Youth and labour in Liberia
It is still difficult for young people in Liberia to find a steady job. The perception of the civil wars as a youth revolution, where the youth turned established hierarchies and traditional structures upside down and were thereby able to change their position in society, is not completely true. In most cases “big men” were, and still are, commanding from behind the curtains. When it comes to job opportunities and labour market structures, the situation after the wars is very similar to the way it was before the wars.
– Employment for young Liberians is generally insecure, temporary and contract-based, and has been since the emergence of the labour market in Liberia in the 1950s. Young Liberian men and women predominantly seem to find work through informal ties and connections, says NAI researcher Emy Lindberg.
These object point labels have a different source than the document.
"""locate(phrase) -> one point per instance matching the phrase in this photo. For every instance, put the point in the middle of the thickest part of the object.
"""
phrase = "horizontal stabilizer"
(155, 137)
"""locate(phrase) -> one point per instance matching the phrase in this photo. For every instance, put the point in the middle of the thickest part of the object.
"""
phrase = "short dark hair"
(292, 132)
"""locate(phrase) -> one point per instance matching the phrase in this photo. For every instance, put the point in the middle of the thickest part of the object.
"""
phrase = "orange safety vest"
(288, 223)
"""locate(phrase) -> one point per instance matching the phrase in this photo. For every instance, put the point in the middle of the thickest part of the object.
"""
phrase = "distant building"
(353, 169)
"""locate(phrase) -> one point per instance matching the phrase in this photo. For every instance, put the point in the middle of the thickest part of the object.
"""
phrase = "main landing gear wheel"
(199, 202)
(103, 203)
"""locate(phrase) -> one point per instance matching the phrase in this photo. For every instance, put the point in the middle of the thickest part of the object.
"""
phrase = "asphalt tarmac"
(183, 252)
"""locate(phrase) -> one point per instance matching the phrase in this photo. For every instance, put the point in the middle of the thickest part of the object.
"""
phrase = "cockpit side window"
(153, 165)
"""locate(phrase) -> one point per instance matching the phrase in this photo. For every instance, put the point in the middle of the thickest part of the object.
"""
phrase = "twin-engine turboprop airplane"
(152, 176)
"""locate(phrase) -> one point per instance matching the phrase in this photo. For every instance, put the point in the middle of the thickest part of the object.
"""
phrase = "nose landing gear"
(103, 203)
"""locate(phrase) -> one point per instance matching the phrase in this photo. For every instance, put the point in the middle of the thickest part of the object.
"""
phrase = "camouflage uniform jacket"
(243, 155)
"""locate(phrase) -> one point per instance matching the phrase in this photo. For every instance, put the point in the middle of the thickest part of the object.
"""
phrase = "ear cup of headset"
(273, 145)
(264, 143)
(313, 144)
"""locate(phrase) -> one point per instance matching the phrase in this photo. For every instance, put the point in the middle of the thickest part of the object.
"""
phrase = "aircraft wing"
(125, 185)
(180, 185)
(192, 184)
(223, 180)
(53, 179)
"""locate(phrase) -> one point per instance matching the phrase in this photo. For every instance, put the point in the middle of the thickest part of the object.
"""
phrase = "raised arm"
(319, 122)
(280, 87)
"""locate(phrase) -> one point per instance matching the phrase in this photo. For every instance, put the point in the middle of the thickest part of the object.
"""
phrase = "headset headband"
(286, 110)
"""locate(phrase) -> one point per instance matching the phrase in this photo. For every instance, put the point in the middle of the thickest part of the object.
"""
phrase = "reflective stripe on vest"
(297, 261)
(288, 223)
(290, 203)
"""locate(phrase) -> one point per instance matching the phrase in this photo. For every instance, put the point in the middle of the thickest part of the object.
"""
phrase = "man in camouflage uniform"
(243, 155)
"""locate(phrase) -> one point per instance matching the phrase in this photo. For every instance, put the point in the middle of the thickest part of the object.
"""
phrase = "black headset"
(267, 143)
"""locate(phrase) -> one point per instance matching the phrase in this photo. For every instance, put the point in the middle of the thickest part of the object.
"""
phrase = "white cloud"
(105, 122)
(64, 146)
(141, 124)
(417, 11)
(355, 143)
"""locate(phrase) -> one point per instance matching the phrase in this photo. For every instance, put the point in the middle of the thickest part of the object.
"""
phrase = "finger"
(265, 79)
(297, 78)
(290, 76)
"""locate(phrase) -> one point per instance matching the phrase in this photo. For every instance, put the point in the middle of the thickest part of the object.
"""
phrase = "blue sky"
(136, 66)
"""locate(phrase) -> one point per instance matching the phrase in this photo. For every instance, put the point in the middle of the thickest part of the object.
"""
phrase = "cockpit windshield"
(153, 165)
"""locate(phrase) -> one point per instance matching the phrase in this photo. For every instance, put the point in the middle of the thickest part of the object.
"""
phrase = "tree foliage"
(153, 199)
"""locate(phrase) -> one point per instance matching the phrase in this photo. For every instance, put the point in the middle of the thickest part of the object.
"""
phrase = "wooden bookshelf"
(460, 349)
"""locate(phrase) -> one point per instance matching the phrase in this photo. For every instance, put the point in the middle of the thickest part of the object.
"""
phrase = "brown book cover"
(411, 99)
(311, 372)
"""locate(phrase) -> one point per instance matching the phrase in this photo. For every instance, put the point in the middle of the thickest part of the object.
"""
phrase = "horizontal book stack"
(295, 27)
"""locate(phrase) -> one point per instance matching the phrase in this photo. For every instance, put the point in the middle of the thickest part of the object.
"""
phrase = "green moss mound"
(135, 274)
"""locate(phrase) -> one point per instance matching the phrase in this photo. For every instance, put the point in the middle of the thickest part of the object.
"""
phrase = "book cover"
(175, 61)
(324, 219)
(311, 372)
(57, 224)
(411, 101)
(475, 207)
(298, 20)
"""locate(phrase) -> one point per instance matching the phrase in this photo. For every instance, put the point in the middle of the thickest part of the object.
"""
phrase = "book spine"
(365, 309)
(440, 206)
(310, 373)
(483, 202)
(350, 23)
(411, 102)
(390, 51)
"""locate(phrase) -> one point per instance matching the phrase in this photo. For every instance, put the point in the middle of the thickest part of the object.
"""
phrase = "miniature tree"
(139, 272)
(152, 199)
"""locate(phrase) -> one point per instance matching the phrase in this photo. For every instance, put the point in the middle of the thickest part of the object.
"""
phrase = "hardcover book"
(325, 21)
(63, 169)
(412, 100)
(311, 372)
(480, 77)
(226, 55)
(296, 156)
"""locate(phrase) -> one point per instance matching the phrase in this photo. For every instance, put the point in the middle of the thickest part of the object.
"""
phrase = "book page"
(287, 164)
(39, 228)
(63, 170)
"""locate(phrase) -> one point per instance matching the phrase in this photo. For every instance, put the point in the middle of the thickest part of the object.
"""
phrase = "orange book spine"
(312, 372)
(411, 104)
Informal networks are important for labour mobilisation and the distribution of jobs, and have been part of the Liberian societal structure for a long time. As NAI researcher Anders Themnér and Mats Utas illustrate, in the post-war context, former commanders (“big men”) have served as recruiters and distributors of “non-violent jobs”. Other NAI research by Ilmari Käihkö notes that in a society which is trying to move away from the post-war period, family, friends and colleagues tend to form the larger parts of these informal networks that can serve as work distributors.
– For young uneducated Liberian men, temporary jobs on plantations or in mines are often the best on offer. My research shows that this was also the case in the pre-war Liberian society and labour market. The salary is often low and upon finishing the work, and during the periods of waiting for new work opportunities, these youths need to find multiple complementary incomes, such as washing cars, street vending or repairing, in order to survive. As they form part of the informal networks, they are also bound by loyalties and ties to families and friends. They often have other people depending on their income, says Emy Lindberg.
Youth unemployment is at the top of the agenda for many international organisations, but also for the Liberian government. A number of projects have been launched to address the high unemployment rate among Liberian youth. However, the formal labour market in Liberia is small, and since Liberia is dependent on its exports of raw materials and agricultural products - while it imports most of the consumer goods needed - there are not that many jobs available apart from work in these industries.